Category 4: Malignant cystic masses with all the characteristics of category III lesions as well as enhancing soft tissue components independent of but adjacent to the septa.
With increasing likelihood of malignancy, category 2F cysts show a risk of malignancy of up to 5 %, category 3 cysts of 50 %, and the majority of category 4 cysts are shown to be malignant, affecting patient management regarding follow-up and/or surgical procedures accordingly.
Adrenal gland
Adrenal incidentalomas are considered a disease of modern technology, as their detection as an incidental finding has significantly increased with improving technology and increasing application of cross-sectional imaging. The prevalence of adrenal incidentalomas has been reported as high as 8 % in autopsy series and 4 % in diagnostic imaging (Kapoor et al. 2008). Adrenal lesions can be categorized as primary or metastatic, benign or malignant, and functioning or nonfunctioning (Boland et al. 2008). Based on the significant association between the size of an adrenal incidentaloma and its likelihood of malignancy, adrenal masses are subdivided into two groups, by means of 1–4 cm in adrenal mass size and >4 cm.

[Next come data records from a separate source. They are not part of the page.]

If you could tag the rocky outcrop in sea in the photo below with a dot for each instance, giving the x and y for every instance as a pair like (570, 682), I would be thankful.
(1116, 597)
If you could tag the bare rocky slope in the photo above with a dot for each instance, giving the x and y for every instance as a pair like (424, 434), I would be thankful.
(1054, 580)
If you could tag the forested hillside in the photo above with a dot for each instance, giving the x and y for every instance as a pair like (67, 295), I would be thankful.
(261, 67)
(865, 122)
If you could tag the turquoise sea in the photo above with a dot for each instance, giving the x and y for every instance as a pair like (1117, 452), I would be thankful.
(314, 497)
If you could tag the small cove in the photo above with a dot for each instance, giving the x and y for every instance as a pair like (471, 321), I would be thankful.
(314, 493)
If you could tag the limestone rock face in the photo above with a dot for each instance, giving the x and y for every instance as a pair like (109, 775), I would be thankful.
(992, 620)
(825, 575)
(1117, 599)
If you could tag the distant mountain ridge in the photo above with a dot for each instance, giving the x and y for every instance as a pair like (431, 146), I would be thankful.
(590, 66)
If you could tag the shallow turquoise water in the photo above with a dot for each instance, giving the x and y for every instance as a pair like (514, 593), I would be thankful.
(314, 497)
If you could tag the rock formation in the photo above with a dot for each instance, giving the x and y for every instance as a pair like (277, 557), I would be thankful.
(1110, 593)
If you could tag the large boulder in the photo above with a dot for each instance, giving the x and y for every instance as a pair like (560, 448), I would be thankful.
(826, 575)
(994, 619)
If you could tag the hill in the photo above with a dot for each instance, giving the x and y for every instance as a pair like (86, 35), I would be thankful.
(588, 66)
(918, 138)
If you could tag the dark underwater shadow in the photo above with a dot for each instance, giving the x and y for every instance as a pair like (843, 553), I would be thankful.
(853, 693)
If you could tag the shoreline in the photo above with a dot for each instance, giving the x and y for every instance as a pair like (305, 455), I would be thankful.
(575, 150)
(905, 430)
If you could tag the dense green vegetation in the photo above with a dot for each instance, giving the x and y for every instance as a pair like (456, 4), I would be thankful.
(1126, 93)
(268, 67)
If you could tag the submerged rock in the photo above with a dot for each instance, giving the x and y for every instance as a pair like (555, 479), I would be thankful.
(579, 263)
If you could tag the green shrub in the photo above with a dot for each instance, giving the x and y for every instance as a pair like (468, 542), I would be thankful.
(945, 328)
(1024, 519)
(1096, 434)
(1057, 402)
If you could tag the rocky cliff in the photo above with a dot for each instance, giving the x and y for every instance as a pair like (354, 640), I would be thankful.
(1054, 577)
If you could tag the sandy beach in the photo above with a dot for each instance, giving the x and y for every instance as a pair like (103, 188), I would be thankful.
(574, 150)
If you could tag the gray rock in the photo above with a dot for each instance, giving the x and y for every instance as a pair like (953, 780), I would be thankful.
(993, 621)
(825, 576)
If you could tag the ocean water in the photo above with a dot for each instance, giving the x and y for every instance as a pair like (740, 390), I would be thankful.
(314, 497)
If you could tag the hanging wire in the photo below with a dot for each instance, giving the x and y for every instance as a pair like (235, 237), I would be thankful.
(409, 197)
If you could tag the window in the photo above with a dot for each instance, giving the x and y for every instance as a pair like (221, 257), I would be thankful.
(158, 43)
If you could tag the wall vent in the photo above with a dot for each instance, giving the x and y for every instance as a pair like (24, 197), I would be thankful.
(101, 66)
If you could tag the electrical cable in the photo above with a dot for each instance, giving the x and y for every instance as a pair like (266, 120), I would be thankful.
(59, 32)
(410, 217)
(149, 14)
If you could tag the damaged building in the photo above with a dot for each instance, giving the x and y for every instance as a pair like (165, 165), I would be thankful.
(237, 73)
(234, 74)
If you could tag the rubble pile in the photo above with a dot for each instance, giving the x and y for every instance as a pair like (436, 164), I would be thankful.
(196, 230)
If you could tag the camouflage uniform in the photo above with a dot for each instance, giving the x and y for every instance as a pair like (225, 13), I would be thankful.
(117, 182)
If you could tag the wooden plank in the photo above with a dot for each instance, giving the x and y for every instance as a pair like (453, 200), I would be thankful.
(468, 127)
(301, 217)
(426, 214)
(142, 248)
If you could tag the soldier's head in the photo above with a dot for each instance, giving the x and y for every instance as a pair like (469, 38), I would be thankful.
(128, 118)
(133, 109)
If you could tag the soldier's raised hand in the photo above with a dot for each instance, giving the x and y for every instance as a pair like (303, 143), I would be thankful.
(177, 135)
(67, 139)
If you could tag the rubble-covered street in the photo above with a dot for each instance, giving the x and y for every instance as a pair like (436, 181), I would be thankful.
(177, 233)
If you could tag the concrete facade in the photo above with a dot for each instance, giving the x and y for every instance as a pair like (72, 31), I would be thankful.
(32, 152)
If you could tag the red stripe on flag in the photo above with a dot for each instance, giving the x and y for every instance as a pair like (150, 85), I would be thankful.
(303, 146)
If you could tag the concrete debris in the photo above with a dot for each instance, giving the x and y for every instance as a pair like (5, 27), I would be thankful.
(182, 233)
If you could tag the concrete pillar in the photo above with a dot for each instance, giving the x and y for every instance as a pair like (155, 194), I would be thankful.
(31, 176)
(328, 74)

As approximately 70 % in adrenal masses >4 cm (85 % if larger than 6 cm) are known to be malignant, interventional investigations (biopsy/resection) are recommended accordingly (Berland et al. 2010). With nonfunctioning adrenal adenomas being the most common type of adrenal incidentaloma, recommendations on diagnostic procedures include CT densitometry and/or MR-based chemical shift imaging to detect a potential signal drop in Opposed-Phase-imaging, indicative for fatty adrenal tissue in adenomas (Boland et al. 2008). Recent recommendations also propose CT perfusion imaging to assess the washout kinetics of the adrenal lesions for further characterization (Boland 2011).